What is RegEx? Regular Expression in Python & Meta Characters
A regular expression (regex, regexp, or re) is a special sequence of characters that helps you match or find other strings or sets of strings, using a specialized syntax held in a pattern. Regular expression patterns are assembled into a set of byte codes which are then executed by a matching engine written in C. Regular expressions are widely used in the world of UNIX.
Now let’s understand simple basic regular expression through the following image.
The caret sign (^) serves two purposes. Here, in this figure, it’s checking for the string that doesn’t contain upper case, lower case, digits, underscore and space in the strings. In short, we can say that it is simply matching for special characters in the given string. If we use caret outside the square brackets, it will simply check for the starting of the string.
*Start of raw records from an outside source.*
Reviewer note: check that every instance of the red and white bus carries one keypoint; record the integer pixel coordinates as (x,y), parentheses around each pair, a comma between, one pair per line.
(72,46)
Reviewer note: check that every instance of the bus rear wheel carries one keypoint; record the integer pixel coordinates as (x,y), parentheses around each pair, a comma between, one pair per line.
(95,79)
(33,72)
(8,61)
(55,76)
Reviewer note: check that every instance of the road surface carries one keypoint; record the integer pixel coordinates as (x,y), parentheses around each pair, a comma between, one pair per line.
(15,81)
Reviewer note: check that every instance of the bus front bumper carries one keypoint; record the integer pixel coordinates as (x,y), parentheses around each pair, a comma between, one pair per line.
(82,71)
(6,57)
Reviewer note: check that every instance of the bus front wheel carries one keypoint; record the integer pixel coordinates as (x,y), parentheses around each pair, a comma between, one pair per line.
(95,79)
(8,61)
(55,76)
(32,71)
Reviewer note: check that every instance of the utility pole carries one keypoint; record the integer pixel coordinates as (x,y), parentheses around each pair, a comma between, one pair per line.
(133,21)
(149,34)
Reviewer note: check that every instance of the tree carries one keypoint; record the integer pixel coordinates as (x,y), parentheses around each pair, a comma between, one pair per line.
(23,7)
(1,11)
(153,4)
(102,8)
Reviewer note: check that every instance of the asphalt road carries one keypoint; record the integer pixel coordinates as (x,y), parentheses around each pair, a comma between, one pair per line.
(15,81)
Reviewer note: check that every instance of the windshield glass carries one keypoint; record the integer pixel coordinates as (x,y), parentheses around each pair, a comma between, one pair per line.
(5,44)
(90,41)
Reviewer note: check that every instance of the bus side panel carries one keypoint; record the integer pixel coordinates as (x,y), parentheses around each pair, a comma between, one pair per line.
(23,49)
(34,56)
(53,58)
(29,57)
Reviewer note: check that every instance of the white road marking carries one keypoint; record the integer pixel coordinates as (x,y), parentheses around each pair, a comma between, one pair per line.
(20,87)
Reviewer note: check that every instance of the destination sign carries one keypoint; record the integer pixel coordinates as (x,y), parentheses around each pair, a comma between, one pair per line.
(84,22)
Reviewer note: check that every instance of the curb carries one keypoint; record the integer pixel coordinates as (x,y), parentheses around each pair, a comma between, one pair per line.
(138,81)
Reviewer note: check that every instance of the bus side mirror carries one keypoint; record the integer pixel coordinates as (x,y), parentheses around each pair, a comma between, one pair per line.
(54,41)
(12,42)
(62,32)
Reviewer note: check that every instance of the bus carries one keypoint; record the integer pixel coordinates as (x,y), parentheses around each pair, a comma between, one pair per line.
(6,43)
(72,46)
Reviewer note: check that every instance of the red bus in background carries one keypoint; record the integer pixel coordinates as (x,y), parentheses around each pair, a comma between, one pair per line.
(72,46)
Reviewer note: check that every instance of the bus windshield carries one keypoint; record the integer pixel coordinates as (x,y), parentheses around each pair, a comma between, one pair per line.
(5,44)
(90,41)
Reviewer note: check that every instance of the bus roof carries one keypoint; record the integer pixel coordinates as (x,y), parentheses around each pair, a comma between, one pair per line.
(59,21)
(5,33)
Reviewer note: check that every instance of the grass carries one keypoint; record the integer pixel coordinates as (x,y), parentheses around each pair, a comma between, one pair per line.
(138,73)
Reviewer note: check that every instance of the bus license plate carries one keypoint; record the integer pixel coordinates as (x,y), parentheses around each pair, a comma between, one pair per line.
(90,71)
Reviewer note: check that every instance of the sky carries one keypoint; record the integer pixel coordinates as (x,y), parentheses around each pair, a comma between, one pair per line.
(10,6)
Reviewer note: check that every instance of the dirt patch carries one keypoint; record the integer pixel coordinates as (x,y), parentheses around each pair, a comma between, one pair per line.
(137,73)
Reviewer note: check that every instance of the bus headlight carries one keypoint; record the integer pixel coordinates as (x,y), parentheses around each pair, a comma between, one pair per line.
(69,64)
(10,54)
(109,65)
An example of a "proper" email-matching regex (like the one in the exercise), see below:
import re
input_user = input("enter your email address: ")
m = re.match( '(?=.*\d)(?=.*[a-z])(?=.*\W)',input_user)
if m:
print("Email is valid:")
else:
print("email is not valid:")
The most common usages of regular expressions are:
- Search a string (search and match)
- Finding a string (findall)
- Break string into substrings (split)
- Replace part of a string (sub)
'Re' Module
The module 're' gives full assistance for Perl-like regular expressions in Python. The re module raises the exception re.error if an error occurs while compiling or using a regular expression.
Now if we talk about the 're' module, the re module gives an interface to the regular expression engine, that permits you to arrange REs into objects and then perform with the matches. A regular expression is simply a sequence of characters that define a search pattern. Pythons’ built-in 're' module provides excellent support for the regular expressions with a modern and complete regex flavor.
Now, let’s understand everything about regular expressions and how they can be implemented in python. The very first step would be to import 're' module which provides all the necessary functionalities to play with. It can be done by the following statement in any of the IDE’s.
import re
Meta Characters
Metacharacters are characters or we can say it's a sequence of such characters, that holds a unique meaning specifically in a computing application. These characters have special meaning just like a '*' in wild cards. Some set of characters might be used to represent other characters, like an unprintable character or any logical operation. They are also known as “operators” and are mostly used to give rise to an expression that can represent a required character in a string or a file.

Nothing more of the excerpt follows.